Percebe-se o incremento de equipamentos urbanos em Fortaleza, como a construção de um novo cemitério, a criação da Academia Francesa, a iluminação a gás carbono, entre outros. Surge também a Planta Topográfica de Fortaleza e Subúrbios, de autoria do engenheiro Adolfo Herbster. Integrante da diretoria de obras de Pernambuco, Herbster é cedido ao Governo Provincial do Ceará em 1855, sendo contratado pela municipalidade fortalezense. Dois anos depois, sendo solicitado para a elaboração de plantas da cidade. O urbanista traça um plano urbanístico de desenvolvimento para a cidade, dado pela necessidade de expansão àquela época, devida o aumento de sua população, que passa de uma população estimada em 1500 habitantes em 1800, para 16000 habitantes em 1863 e a 21872 em 1872.
Além de retratar a cidade, Herbster propôs sua expansão, elaborando cintas de avenidas, circulando o espaço urbano habitado, configurados através dos boulervards do Imperador, Duque de Caxias (logo prolongada para leste), e da Conceição (atual Avenida Dom Manuel), que comporia as vias de acesso à cidade, estabelecendo um modelo secção de vias urbanas em voga até os dias atuais. Dessa forma, percebe-se que Herbster desprezou o arruamento proposto por Simões de Farias em 1850, evitando cortar o Pajeú em trechos centrais, já ocupados por residências.

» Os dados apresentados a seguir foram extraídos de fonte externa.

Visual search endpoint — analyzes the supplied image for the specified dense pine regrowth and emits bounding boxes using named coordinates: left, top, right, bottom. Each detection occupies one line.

Essa nova proposta de expansão da cidade para o sul e para o leste, reforçava o desinteresse de fixação de moradia na faixa de praia pela classe abastada. Nesse período, algumas das mais importantes edificações da cidade foram se instalando próximo ao Forte de Nossa Senhora da Assunção. O Passeio Público, a Santa Casa de Misericórdia, a Penitenciária e a Estação da Estrada de Ferro terminaram por formar uma barreira entre a cidade e o mar, afirmando o desinteresse de uma possível urbanização do litoral. O acesso à praia tornava-se mais difícil, já que somente o Passeio Público tinha suas vistas voltadas para o mar. É importante ressaltar que mesmo com o Passeio Público estando voltado em direção ao mar, isso não leva a crer numa possível tomada de consciência da sociedade para o mar, já que o andar em que se encontrava mais próximo da praia era reservado aos pobres e miseráveis (o Passeio Público possuía três andares representados pelas classes sociais da época).

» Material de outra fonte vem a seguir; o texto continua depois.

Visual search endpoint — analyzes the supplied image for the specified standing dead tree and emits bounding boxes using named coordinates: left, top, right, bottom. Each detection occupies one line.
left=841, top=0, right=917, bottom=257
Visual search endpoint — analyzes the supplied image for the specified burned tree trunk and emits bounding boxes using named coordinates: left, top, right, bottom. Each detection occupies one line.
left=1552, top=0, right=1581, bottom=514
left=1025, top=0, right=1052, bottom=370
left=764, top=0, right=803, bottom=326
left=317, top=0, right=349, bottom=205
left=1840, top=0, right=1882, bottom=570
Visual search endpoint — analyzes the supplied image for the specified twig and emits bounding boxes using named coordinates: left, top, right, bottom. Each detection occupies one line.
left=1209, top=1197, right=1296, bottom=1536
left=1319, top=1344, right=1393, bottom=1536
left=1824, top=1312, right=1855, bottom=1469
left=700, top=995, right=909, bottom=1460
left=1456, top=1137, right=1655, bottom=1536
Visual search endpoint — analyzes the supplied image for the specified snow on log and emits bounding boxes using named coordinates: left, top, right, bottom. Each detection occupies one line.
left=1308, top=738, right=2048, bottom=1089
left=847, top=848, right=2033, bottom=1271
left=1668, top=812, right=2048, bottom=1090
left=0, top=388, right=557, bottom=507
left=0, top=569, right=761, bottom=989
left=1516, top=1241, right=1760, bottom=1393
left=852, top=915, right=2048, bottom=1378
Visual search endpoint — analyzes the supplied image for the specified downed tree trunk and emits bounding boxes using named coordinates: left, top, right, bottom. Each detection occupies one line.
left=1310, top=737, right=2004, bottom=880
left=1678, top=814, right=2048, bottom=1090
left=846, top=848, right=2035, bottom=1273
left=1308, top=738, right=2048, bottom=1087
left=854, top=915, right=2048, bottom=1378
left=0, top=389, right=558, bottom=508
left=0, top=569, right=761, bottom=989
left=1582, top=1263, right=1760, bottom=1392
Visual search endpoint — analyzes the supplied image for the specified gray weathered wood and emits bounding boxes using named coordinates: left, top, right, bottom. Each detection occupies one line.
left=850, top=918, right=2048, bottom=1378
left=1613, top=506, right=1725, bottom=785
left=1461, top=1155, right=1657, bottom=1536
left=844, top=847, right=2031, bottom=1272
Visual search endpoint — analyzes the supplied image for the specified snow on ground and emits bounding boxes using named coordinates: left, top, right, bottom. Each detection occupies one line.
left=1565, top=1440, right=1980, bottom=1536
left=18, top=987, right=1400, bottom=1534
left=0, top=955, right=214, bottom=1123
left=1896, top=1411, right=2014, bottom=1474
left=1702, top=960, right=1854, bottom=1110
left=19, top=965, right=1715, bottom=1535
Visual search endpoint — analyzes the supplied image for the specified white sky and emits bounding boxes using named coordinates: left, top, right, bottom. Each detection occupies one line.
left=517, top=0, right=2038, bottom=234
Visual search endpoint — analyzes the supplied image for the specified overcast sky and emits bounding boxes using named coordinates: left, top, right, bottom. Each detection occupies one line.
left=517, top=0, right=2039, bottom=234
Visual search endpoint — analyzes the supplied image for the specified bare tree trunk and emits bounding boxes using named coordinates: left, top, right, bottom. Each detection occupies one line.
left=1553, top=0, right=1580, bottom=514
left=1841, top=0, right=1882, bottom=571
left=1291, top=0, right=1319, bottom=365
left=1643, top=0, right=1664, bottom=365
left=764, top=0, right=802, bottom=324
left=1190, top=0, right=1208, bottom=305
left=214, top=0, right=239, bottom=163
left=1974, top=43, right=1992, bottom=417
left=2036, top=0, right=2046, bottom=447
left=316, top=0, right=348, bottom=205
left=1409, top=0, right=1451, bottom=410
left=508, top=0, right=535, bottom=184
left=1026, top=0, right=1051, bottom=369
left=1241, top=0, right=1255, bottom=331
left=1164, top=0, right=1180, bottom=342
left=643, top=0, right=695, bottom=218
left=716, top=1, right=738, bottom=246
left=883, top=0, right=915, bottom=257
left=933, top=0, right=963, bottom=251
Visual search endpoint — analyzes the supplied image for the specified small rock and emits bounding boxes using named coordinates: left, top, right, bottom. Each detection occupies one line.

Tornava-se evidente o desinteresse do litoral por parte da elite da cidade, de natureza interiorana. Mesmo com os discursos médicos afirmando dispor o litoral fortalezense de excelentes condições climáticas para o tratamento de doenças respiratórias, os abastados ainda não se voltavam para o mar.

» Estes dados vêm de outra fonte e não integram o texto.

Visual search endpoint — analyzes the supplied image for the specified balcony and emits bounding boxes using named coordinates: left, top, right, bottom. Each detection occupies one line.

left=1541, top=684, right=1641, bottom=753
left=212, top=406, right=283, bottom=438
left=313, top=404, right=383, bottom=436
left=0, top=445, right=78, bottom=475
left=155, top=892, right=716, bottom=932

Fontes: A cidade e o mar: considerações sobre a memória das relações entre Fortaleza e o ambiente litorâneo - Fábio de Oliveira Matos.
DANTAS, Eustógio Wanderley. Mar à vista: estudo da maritimidade em Fortaleza. Fortaleza: Museu do Ceará/Secretaria de Cultura e Desporto do Ceará, 2002.
BARROSO, Gustavo. Terra do sol: natureza e costumes do Norte. Rio de Janeiro: Benjamim Aguila, 1912.
LINHARES, Paulo. Cidade de água e sal: por uma antropologia do litoral do Nordeste sem cana e sem açúcar. Fortaleza: Fundação Demócrito Rocha, 1992.